Berlin (taz) - Um
Chinas Volksbefreiungsarmee ist es zu ihrem 72. Gründungstag an diesem Sonntag nicht gut
bestellt. Die Generalabteilung für politische Arbeit der Armee und der bewaffneten
Polizei sah sich diese Woche sogar genötigt, die Einheiten aufzufordern, Anhänger der
"staatsgefährdenden" Sekte Falun Gong aus den eigenen Reihen zu
"säubern" und "Fehlgeleitete" umzuerziehen. Wie viele
Armeeangehörige wegen "Beteiligung am Aberglauben" entlassen werden sollen, ist
unklar. Eine prompte Erfolgsmeldung berichtet von Offizieren in der nördlichen Provinz
Shanxi, die sich nach intensiver "Umerziehung" Falun-Gong-Abzeichen zum Schutz
des eigenen Lebens von der Brust entfernt hätten. Sie vertrauten nun wieder der
Wissenschaft, hieß es.
Der Ruf der Streitkräfte leidet auch
durch deren Geschäftemacherei und Korruption. Im Mai vergangenen Jahres hatte das ZK der
KP angeordnet, Armee und bewaffnete Polizei müßten ihre Betriebe an zivile Träger
übertragen. Offiziell war die Übergabe bereits zum Jahresende 1998 abgeschlossen. Doch
dieser Tage schrieb das Parteiorgan Volkszeitung, Armee und bewaffnete Polizei
hätten noch einen langen Weg vor sich, bis sie sich von ihren Betrieben getrennt hätten.

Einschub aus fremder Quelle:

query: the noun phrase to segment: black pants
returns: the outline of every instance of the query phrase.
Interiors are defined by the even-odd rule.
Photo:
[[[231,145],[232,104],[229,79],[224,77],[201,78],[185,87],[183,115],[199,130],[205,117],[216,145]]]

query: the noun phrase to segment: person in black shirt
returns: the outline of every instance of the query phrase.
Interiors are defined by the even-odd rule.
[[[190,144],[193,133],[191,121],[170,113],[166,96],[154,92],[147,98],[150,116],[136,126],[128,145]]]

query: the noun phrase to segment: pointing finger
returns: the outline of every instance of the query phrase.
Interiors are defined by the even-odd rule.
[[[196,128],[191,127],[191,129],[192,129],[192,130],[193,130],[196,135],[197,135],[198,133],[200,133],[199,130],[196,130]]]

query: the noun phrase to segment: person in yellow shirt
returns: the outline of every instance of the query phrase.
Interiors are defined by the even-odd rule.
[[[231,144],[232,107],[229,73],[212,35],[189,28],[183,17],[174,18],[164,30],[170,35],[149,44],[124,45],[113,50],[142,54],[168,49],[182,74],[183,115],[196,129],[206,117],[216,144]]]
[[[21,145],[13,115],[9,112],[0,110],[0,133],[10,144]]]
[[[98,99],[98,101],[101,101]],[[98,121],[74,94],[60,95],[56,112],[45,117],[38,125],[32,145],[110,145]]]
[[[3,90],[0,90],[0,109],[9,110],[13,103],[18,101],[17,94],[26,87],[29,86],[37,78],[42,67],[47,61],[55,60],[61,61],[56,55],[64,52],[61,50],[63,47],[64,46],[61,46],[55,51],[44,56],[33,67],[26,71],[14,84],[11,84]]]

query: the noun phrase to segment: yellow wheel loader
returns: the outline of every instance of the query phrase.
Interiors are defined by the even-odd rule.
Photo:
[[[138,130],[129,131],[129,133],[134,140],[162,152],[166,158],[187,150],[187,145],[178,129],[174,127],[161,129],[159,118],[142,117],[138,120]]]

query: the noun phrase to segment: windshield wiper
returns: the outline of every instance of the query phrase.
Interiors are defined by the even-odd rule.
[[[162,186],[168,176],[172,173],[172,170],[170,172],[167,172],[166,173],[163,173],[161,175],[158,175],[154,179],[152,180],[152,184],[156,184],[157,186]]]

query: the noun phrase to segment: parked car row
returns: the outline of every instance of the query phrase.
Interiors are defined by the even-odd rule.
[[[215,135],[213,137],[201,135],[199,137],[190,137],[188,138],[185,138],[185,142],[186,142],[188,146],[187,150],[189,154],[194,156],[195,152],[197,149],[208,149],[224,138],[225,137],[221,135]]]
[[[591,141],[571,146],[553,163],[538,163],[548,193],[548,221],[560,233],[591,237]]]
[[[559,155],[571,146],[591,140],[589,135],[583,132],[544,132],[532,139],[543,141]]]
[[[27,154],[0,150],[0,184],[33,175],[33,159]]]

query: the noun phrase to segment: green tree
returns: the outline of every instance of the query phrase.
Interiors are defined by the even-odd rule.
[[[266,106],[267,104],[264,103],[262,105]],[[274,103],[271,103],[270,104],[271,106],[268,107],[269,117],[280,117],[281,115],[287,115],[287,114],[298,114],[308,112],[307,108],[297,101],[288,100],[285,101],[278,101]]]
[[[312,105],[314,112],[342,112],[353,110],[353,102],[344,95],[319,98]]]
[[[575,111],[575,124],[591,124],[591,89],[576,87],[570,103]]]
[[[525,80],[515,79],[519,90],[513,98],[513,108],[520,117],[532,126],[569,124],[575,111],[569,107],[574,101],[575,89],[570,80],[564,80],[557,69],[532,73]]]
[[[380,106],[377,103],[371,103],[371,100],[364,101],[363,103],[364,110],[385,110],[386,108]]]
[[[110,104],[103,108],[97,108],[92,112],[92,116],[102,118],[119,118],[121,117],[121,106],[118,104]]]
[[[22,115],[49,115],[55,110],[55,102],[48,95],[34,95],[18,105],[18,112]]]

Es sei nun einmal nicht damit getan, wenn die Offiziere nur ihre Uniform ablegen würden,
um mit einem Schlag unabhängige Geschäftsleute zu werden. Die Verstrickungen der Armee
in Profitmacherei seien viel zu kompliziert, als daß sie über Nacht entworren werden
könnten.
Die Streitkräfte treten vor ihrem
Geburtstag in den amtlichen Medien erstaunlich leise auf. Die verbalen Drohgebärden der
Generäle, wie Verteidigungsminister Chi Haotian gegenüber Taiwan, erscheinen in nur
wenigen Armeeblättern. Dies gilt auch für die Berichte über kleine Manöver von
Reservisten an der Südküste. Anders als im vergangenen Jahr berichtet das
Staatsfernsehen nicht einmal mehr prominent über die zehntausend Soldaten und Offiziere,
die pausenlos die aufgeweichten Deiche des Jangtse "mit ihren eigenen Körpern
verteidigen".
Das Zentralfernsehen präsentierte nicht
einmal den Prunk blitzender Waffen, als Präsident Jiang Zemin kürzlich die Parade jener
Einheiten abschritt, die am 1. Oktober den 50. Nationalfeiertag mitzelebrieren sollen. Nur
die amtliche Nachrichtenagentur Xinhua bringt jeden Tag eine Kurzmeldung mit
Zahlen. Die sollen zeigen, wie modern die einzelnen Waffengattungen - allen voran
Volksmarine und Luftwaffe - mittlerweile seien und wie die Armee das Vaterland mit
Waffengewalt verteidigen und - wenn nötig - vereinigen könne. Doch auch Xinhua
übt sich in Bescheidenheit. Vielleicht will man die peinliche Frage gar nicht erst
aufkommen lassen, warum die Großmacht China nicht einmal gegenüber den kleinen
Philippinen seine militärische Überlegenheit demonstriert. Manilas altersschwache Marine
hatte im Streit um die Spratly-Inseln im Südchinesischen Meer kürzlich zweimal
chinesische Fischkutter versenkt.
Allein die marxistischen Linken in der KP
versuchen vergeblich, die Öffentlichkeit über die Gefahren zu informieren, die rund um
China lauern sollen: Die USA hätten bereits drei Flugzeugträger zusammengezogen, zwei in
Japan, einen bei den Philippinen; im Norden übten Südkoreaner, Japaner und Amerikaner
gemeinsam gegen Nord-Korea, derweil in der Südsee sechs asiatisch-pazifische See- und
Luftstreitkräfte ihre Kampffähigkeit unter Beweis stellten. Doch solche
Hiobsbotschaften, die das ultralinke Internet-Magazin China and the World mit Sitz
in den USA zu verbreiten sucht, dürften ihr Publikum in China zur Zeit kaum erreichen.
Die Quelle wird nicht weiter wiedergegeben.